30.プリーシード(Ⅱ)

「あたし達、歳も近いみたいだし、仲良くしようね!」


 思いもかけず優雅な仕草で、リネットは右手を胸に当て、軽く膝を曲げる。

 あわててアリアも同じように挨拶を返した。


「よろしく。リネット」


 お互いに笑顔を交わしたところで、リネットはもう一度アリアを眺める。

 すね当てから腰の剣、胸当て、そして貴金属のような美しい髪が縁取る細い顔へ。

 最後に目が合ったところで、リネットは率直な疑問をぶつけた。


「えっと、何も覚えてないんだっけ?」


 アリア自身はまったく気にしていないとはいえ、そのあまりに真っ直ぐな質問に、ヴィンセントの眉がわずかに動いた。

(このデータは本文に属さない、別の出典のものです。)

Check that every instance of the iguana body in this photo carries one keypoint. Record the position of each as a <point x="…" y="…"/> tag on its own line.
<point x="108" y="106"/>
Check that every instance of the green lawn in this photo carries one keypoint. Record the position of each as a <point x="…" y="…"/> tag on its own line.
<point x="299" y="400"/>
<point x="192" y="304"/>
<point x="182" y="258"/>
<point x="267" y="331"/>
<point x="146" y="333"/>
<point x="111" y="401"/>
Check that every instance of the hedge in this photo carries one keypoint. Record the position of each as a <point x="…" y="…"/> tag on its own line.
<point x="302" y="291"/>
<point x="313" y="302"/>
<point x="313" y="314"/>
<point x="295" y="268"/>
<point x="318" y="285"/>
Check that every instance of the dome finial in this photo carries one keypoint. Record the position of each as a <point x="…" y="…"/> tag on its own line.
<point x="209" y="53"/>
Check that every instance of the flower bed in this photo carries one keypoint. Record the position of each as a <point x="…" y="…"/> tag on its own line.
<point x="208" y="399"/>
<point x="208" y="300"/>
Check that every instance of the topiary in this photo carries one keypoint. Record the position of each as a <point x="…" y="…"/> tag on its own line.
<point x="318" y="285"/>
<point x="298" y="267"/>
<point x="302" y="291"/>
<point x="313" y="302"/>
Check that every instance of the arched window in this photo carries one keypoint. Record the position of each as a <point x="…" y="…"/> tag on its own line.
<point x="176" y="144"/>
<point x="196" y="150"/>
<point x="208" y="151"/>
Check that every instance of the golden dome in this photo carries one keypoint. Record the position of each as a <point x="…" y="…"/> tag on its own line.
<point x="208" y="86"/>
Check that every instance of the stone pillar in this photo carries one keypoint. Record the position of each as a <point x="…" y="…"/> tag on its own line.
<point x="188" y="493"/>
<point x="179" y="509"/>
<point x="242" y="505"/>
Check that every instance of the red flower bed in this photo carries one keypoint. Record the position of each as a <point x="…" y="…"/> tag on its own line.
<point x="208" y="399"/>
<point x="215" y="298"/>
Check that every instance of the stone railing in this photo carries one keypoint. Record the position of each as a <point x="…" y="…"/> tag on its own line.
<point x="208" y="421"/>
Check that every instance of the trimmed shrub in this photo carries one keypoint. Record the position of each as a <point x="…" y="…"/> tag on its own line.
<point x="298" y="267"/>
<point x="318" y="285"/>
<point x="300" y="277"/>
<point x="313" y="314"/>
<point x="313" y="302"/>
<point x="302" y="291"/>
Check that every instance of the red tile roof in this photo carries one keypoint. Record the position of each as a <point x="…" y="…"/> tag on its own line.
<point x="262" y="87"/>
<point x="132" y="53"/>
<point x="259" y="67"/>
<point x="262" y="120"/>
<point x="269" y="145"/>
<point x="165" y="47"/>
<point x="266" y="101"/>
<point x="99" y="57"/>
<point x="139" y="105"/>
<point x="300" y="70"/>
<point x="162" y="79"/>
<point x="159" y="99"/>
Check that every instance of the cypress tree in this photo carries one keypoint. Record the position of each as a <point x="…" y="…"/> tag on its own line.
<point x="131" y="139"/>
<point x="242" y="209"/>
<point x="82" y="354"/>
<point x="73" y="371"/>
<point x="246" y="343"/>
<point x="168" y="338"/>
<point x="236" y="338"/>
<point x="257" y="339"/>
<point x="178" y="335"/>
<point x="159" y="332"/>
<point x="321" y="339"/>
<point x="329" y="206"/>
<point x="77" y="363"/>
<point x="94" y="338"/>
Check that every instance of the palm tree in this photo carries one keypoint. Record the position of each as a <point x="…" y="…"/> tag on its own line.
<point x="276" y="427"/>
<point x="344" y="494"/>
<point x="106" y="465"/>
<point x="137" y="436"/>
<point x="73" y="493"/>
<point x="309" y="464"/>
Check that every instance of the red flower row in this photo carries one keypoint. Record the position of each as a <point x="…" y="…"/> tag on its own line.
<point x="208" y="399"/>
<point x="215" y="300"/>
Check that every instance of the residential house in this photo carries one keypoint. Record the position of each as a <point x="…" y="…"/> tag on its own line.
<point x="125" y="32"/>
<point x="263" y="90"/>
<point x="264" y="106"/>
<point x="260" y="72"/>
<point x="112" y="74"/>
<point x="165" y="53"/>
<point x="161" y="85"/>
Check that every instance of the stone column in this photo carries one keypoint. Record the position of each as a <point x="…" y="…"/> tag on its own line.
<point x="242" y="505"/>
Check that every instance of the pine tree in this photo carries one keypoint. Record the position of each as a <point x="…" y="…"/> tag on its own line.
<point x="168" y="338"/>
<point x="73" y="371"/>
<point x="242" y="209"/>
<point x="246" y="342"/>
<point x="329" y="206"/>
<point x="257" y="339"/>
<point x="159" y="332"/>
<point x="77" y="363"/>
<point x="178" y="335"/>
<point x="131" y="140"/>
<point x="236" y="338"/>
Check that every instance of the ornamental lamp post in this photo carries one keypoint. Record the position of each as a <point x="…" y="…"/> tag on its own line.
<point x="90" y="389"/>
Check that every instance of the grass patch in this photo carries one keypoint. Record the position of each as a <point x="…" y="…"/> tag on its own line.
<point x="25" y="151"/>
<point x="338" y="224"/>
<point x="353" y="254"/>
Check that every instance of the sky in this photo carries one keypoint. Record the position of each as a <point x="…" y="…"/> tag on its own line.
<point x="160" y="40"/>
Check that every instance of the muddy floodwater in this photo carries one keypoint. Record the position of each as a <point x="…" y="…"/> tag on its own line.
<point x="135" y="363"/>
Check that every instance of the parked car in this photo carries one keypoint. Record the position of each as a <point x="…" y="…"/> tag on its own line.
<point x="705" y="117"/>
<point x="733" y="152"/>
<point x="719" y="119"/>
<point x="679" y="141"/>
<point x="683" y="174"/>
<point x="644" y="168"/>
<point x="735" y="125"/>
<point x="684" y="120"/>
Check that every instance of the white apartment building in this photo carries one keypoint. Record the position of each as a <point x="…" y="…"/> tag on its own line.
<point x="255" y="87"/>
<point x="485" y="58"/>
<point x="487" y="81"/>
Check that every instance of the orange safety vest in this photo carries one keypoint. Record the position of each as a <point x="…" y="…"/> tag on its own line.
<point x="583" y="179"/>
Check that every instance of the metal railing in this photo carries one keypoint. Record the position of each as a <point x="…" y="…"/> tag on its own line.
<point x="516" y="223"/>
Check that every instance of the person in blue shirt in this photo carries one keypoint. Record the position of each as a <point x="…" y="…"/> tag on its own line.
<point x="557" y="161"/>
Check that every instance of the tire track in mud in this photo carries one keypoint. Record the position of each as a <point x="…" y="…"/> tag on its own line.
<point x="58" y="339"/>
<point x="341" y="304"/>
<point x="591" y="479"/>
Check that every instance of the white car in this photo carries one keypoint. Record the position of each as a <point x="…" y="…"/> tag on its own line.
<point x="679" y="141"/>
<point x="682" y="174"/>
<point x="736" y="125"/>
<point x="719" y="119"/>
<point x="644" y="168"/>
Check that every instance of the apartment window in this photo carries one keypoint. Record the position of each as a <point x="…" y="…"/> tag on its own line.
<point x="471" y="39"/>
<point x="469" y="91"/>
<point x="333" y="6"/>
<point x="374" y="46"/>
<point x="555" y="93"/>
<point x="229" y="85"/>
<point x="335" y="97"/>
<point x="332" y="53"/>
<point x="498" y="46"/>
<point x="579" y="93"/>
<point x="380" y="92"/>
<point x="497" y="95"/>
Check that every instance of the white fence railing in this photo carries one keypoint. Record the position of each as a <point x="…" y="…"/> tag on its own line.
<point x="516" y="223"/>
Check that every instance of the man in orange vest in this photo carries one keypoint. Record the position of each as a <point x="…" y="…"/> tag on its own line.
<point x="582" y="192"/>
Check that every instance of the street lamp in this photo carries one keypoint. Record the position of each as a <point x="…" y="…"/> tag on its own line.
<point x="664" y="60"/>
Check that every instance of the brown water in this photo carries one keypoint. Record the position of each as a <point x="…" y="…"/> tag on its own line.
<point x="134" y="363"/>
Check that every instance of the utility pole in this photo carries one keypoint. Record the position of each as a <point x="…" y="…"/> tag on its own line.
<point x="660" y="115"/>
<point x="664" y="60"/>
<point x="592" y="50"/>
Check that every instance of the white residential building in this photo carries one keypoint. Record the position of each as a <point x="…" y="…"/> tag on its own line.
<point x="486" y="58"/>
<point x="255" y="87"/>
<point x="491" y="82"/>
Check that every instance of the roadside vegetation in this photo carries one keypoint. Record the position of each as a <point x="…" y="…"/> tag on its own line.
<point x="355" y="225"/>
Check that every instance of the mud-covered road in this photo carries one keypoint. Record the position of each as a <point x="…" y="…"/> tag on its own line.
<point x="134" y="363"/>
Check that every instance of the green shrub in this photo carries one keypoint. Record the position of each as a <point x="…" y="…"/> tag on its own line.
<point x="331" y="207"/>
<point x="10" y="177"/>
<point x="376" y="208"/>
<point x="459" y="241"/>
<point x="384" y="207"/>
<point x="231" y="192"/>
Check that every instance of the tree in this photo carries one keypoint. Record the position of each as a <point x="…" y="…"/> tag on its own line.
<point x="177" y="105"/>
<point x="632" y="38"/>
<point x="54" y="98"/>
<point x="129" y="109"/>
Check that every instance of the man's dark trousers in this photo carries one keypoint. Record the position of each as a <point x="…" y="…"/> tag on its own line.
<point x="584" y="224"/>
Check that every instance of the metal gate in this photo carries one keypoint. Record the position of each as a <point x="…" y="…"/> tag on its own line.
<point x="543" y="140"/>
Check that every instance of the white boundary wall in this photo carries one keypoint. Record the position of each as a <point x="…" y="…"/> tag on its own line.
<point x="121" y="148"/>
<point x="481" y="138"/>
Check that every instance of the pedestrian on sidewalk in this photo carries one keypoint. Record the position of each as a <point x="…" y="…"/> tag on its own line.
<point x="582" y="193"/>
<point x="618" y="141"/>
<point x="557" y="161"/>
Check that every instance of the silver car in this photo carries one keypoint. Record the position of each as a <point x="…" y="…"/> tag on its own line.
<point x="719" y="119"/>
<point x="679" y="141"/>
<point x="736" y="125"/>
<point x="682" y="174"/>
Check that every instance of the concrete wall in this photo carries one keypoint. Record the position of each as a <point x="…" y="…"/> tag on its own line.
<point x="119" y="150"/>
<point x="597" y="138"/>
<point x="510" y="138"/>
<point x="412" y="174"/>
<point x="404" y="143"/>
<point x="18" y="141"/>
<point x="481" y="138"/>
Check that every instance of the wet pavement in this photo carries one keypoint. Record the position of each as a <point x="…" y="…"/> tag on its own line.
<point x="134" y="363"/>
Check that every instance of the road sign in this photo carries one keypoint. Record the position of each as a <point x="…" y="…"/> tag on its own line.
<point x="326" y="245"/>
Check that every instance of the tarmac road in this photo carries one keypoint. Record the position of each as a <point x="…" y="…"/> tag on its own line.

 おどろいた表情のアリアをフォローしようと、ジークが口を開きかける。

 しかし、アリアの表情はすぐに困ったような笑顔に変わった。


「そうなの……迷惑をかけしてしまうかもしれないけど――」


「あー、いいのいいの! 大丈夫! 今から素敵な思い出をいっぱい作ればいいんだから」


 リネットに他意はない。

 宮廷医師としての問診、プリーシードの仲間としての心配がそう言わせただけだ。

 それでも、自らの質問がぶしつけなものだったと気づき、彼女はあわてて顔の前で両手を振った。


「……うん! ありがとう」


 アリアにも、リネットの心配する気持ちはよく分かっている。

 感謝の言葉を告げ、お互いの気遣いをわかり合い、もう一度笑顔を交わした。


「アリアが来てくれて嬉しいね! ヴィンセント様!」


「あー、そうだなー」


 年の近い仲間ができたことを、リネットは素直に言葉に出して喜んでいる。

 振り向きざまに話を振られたヴィンセントは、興味なさげにそう返し、すぐに話題を変えた。


「ところで……アシュリーはどこにいる?」


「さっき、薬を取りに行った時に声をかけたんだけど……なんか大事な実験中でしばらく手が離せないって」


 細いあごに指を添え、リネットが答える。

 『実験中』という言葉を聞いて、ヴィンセントの表情は曇った。

 アシュリー・モラレスは、プリーシードに所属する魔道士である。

 レテ村には、クリスタルシードがある可能性が高いのだ。

 ことこの任務に限っては、どうしても魔道士の助けが必要だった。


「今回は、あいつにも来てもらわないと困るんだ」


「はは、実験中のアシュリーを引っ張り出すのは簡単じゃねぇもんなぁ」


 リネットは「ありゃー」と頭をかき、困り顔のヴィンセントを見たジークは笑う。

 笑いながら、あたりに目を向けたジークは、お目当ての女性の姿もないことに気づいた。


「そういや、エレンの姿も見当たらねぇが?」


「エレンはすでにレテ村に向かったらしい。現地で合流する」


「そうなのか。んじゃ、俺はアシュリーを呼んで来るかな」


「ああ、頼む」


 ユーリ、エリアス、ヴィンセント、ジーク、リネット、そして、アシュリーとエレン。

 アリアは、ここ半日で覚えた何人もの名前を頭の中に並べ直し、一生懸命名前と顔の紐付けをしていた。


 そんなアリアを見て、ジークがなにか思いついたように口角を上げる。

 名前だけ出されて顔を見ないより、実際に会ったほうが仲間の名前も覚えやすいだろう。

 それに、初めてアシュリーを見た時の反応を見るのは、なかなか見ものであることが多いので、できれば特等席で見ていたいというのもあった。

 そこで、ジークはアリアの肩に、後ろから両手を乗せた。


「せっかくだから、嬢ちゃんも行くか?」


「わたしも?」


 特殊部隊の魔道士を呼びに行く。

 顔合わせも終わっていないアリアが、その任務を請け負う利点は、ほとんど思い浮かばなかった。

 思わず「なぜ?」という表情で、ジークの無精髭を見上げる。

 ジークは「はっは」と声を上げて笑いながら、すでにアリアを連れて、魔道士の部屋へ向かって歩き始めていた。


「新顔でも見れば、あいつも重い腰を上げてくれんだろ」


 少なくとも、『実験』の被験者として「もうやめてくれ」と涙目になって逃げ出すまで調べつくされたジークよりはまだ、興味を引くはずだ。

 いざとなったらお嬢ちゃんには悪いが、身代わりになってもらおう。

 そんな悪い事も考え、ジークは足取り重く、魔道研究室への回廊を進むのだった。